The cable era broke the domination of the broadcast networks, ushering choice to consumers and diluting audiences. In the emerging online era, content creators, advertisers, and viewers are all gaining leverage over the traditional multichannel model, which puts an onus on network owners to establish brand relevance for consumers that are learning to expect access to any program they want at any time on any device. Although the multichannel economics are favorable to network owners now, strategies aimed at inhibiting the transition to online weaken the long-term viability of network properties, as they open opportunities for new Internet-based rivals. As content owners, viewers and advertisers shift attention online in an inexorable self-reinforcing cycle, networks will either get up to speed or fall aside. All of this may play out faster than many expect, making the next 18-24 months crucial in establishing the winners and losers for the next 20 years.
25 years ago, the television industry passed from the broadcast era to the cable era, disrupting the existing value chain and creating enormous opportunities. At first cable was launched to support broadcast TV by assuring clear reception, but it soon morphed into a disintermediating force on existing broadcast networks and their affiliated stations. Cable-only channels proliferated diluting the audience for broadcast network programming, creating competition for acquiring content, and siphoning advertising dollars. From a much larger TV pie, broadcast networks now take a much smaller slice and local affiliates struggle for relevancy, while multichannel distributers and cable networks have grown and prospered, circumstances that evolved from unthinkable to inevitable over just 10-15 years.
Network owners are under pressure as the industry passes from the cable era to the on-line era, disrupting the existing value chain and creating enormous opportunities.
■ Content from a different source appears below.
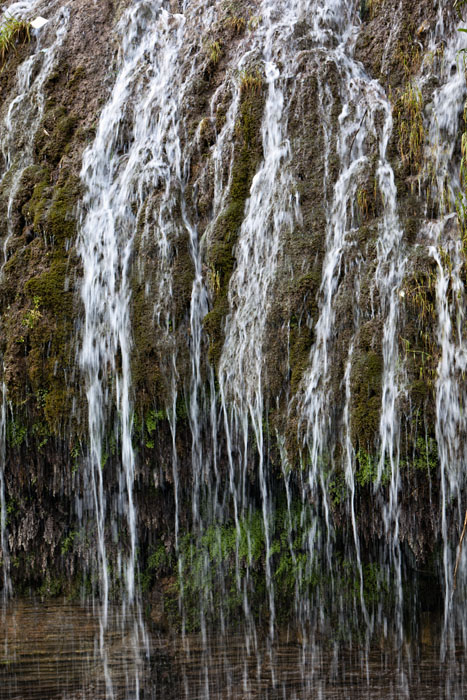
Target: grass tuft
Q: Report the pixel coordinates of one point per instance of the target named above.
(13, 31)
The analogs are clear, with channelized networks pressured by on-line for both eyeballs and ad dollars and multichannel distributers shunted to the same trajectory as traditional broadcast affiliates. Advertisers, content owners and viewers will all gain leverage from greater choice and lower switching barriers, placing the onus on network owners to justify their value in the new paradigm.
Audience dilution is devaluing top programs, as network proliferation increases the overall need for new content. Online exacerbates both problems for network owners. With the explosion of cable channels, the audience for the most popular programs has begun to fall, reducing willingness to pay up at the high end, while the number of networks shopping to fill out their schedules is raising overall programming costs. Internet aggregators are commissioning original programming, creating even more competition for content, and likely, further audience dilution. It may be that expensive content in the future will a have to be distributed across as many platforms as possible to justify its cost.
Deep pocketed on-line aggregators are moving aggressively to establish their own on-line video brands. Internet platform companies – i.e. Apple, Google, Amazon, Microsoft, and Facebook – are becoming trusted curators of online content for their users. While on-line video audiences are still small, these cash rich players are seeing rapid growth and are investing to offer proprietary content and superior streaming performance. While access to network controlled programming is extremely valuable today in building an audience, its importance may diminish with time, as aggregators establish their own content and as independent sources, like VEVO, Machinima and Funny or Die prosper.
Advertisers are the biggest revenue driver for network owners, and will have motivation to shift spending as the on-line audience grows. We have written about the changing landscape of advertising, the most important revenue source for network operators. As audience measurement and advertising effectiveness tools become more widely accepted, we expect on-line to grow rapidly as a percentage of overall ad spending, soon to the detriment of multichannel television. Since the potential for further gains in subscriber revenue from cable, satellite and telcoTV operators is constrained by already high end user prices and by conflict with affiliates over retransmission, this trend will press networks to follow advertisers online.
While a static view suggests that network owners should be cautious, a more dynamic model highlights the hidden costs of inaction. A common take on the network owner’s dilemma suggests that they are best off in lock step with cable, as the rising tide of rights fees have been the primary source of growth. However, looking further ahead, and considering the entire value chain changes the equation. The stunning growth of tablets and a generation of viewers who expect to be able to watch whatever they want to watch whenever they want to watch it are corrosive agents to the multichannel model, as is the $128 average monthly cable bill. Add to this content owners being seduced by the possibility of a bigger share of the pie online, a growing pool of advertisers willing to pay more online where they know exactly who is watching their ads, and the threat of online aggregators who have the early jump and may supersede network operators in the next era.
Winning networks will act boldly and independently to establish their brands online. Network operators are keen to retain control over their own programming and have largely resisted pressure to favor particular channels. As such, negotiations with cable operators over TV Everywhere and with Apple and Google over their connected TV initiatives have been contentious. To date, CBS and NBC have been the most aggressive in embracing the internet, although Comcast’s acquisition of NBC-Universal may change that. Disney-ABC have been the most conservative in hewing to the multichannel model, a stance that we believe will be counterproductive in the long run.